Ella acababa de hacerse cargo de la empresa y no había tenido tiempo de hacerse enemigos. No había asistido a ningún evento corporativo importante ni había emprendido proyectos arriesgados, simplemente había continuado con las operaciones existentes. Las posibilidades de que hubiera ofendido a alguien eran escasas.
El rostro de Neil se transformó en uno de confusión.
—¿La empresa? ¿Atacada por un consorcio? ¿De qué estás hablando? —Su respiración se aceleró y frunció profundamente el ceño.
Katelyn no podía quitarse de la cabeza la sensación de que, sin oxígeno, podría colapsar por completo.
De repente, Neil extendió la mano y la agarró, con expresión desesperada.
—Katelyn, tienes que proteger al Grupo Wheeler. Es mi único deseo. —La tos de Neil empeoró, su rostro se puso rojo intenso y se hinchó por el esfuerzo.

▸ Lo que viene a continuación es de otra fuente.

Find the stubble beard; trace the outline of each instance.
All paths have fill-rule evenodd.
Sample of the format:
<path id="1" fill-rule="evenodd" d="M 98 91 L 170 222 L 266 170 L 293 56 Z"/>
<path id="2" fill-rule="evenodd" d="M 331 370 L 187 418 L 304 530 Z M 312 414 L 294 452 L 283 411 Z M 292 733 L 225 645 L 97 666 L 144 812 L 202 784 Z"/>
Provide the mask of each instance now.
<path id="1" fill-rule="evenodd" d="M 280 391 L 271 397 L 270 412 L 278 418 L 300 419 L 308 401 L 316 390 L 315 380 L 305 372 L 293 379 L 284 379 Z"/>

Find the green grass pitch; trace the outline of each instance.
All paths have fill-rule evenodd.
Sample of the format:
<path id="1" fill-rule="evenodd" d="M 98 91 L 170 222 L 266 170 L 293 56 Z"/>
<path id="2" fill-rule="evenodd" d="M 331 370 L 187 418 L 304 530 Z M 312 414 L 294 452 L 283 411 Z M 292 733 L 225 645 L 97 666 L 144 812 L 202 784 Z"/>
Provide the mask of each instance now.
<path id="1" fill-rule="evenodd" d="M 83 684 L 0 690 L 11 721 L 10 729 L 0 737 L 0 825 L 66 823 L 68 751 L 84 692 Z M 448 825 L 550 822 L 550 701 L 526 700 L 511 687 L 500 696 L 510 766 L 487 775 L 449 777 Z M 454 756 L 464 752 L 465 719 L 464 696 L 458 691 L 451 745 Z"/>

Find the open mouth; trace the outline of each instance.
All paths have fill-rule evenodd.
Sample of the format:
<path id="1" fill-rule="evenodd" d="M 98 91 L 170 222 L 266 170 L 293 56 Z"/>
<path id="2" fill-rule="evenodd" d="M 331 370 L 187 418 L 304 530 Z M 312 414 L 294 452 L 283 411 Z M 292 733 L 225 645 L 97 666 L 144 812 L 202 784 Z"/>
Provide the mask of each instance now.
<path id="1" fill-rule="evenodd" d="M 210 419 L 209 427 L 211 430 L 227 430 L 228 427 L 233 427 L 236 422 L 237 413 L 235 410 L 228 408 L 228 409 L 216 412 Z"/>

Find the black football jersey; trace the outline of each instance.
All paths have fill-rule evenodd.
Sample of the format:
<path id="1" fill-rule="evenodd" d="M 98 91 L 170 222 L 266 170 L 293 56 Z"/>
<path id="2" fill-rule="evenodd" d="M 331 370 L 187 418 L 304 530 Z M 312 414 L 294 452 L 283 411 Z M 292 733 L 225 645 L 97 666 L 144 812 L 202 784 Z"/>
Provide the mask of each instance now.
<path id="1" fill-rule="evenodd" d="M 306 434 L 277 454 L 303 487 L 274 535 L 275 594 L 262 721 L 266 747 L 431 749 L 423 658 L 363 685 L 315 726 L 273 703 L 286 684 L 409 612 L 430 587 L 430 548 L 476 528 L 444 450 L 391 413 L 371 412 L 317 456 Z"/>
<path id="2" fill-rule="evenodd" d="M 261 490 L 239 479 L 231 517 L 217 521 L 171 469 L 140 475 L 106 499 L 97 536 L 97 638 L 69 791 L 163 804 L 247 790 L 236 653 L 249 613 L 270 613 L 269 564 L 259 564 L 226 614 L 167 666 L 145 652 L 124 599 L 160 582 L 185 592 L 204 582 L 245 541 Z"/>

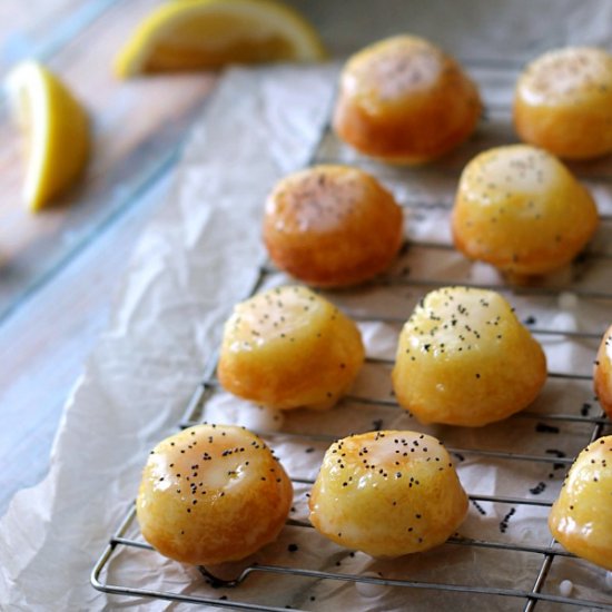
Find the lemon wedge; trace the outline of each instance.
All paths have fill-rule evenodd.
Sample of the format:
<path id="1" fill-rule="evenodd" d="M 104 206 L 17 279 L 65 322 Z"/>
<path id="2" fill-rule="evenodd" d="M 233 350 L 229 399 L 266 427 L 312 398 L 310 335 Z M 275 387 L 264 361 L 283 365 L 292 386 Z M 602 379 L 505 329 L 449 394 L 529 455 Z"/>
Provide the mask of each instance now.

Katelyn frunció aún más el ceño mientras observaba a Neil luchar. No podía entender por qué su salud había empeorado tan drásticamente. Su voz se mantuvo tranquila, a pesar de las preguntas que se arremolinaban en su mente.
—Eso no es asunto tuyo. El Grupo Wheeler ahora me pertenece a mí, no a ti.
El cuerpo de Neil se puso rígido y la poca energía que le quedaba pareció agotarse. Se desplomó sobre la cama del hospital, con el rostro marcado por la resignación.
—Lo entiendo. Haz lo que quieras. No volveré a interferir. Pero el momento pasó y otro violento ataque de tos se apoderó de él, con el pecho agitado como si fuera a expulsar un pulmón.
Katelyn no se entretuvo. Dio media vuelta y salió de la habitación, dirigiéndose directamente al despacho del médico que atendía a Neil.
El doctor Brayan Wallace se levantó en cuanto ella entró y la saludó cordialmente.
—Por Hades, ¿qué te trae por aquí?
En este hospital, Katelyn era respetada como una brillante cirujana. Aunque su identidad se mantenía en secreto, quienes habían trabajado con ella durante las operaciones la reconocían fácilmente. Habían aprendido mucho de ella durante esas operaciones y la tenían en gran estima.
Sin preámbulos, Katelyn fue directa al grano.
—Necesito ver el historial médico de Neil. —Sentía que algo no iba bien.
Al oír el nombre de Neil, Brayan dudó y luego suspiró profundamente.
—El Sr. Wheeler nos pidió expresamente que no se lo mostráramos. —La miró a los ojos, conflictivo, pero continuó—. Si insiste, se lo mostraré. Pero debe estar preparada.
Brayan conocía su pasado con Neil y le preocupaba cómo reaccionaría ella. A pesar de su complicado divorcio, dudaba que ella fuera indiferente al estado actual de Neil, dado lo cerca que estaba de la muerte. Al fin y al cabo, Neil era alguien a quien ella había amado.
La expresión de Katelyn no vaciló.
—Está bien. Muéstremelas.
Su curiosidad se despertó. ¿Por qué Neil la había mantenido deliberadamente en la ignorancia? ¿Qué estaba ocultando?
Brayan le entregó el expediente y Katelyn lo hojeó rápidamente. Los resultados de las pruebas y los datos eran innegables: Neil se estaba muriendo. Sus manos se congelaron momentáneamente mientras procesaba la información.
¿Cómo podía ser? La última vez que lo había examinado, no mostraba signos de problemas de salud graves. Pero ahora, su sangre estaba plagada de múltiples virus, un ataque que ningún cuerpo humano podría soportar. Iba a morir. ¿Podía su sangre haberse deteriorado tan drásticamente en solo unos días?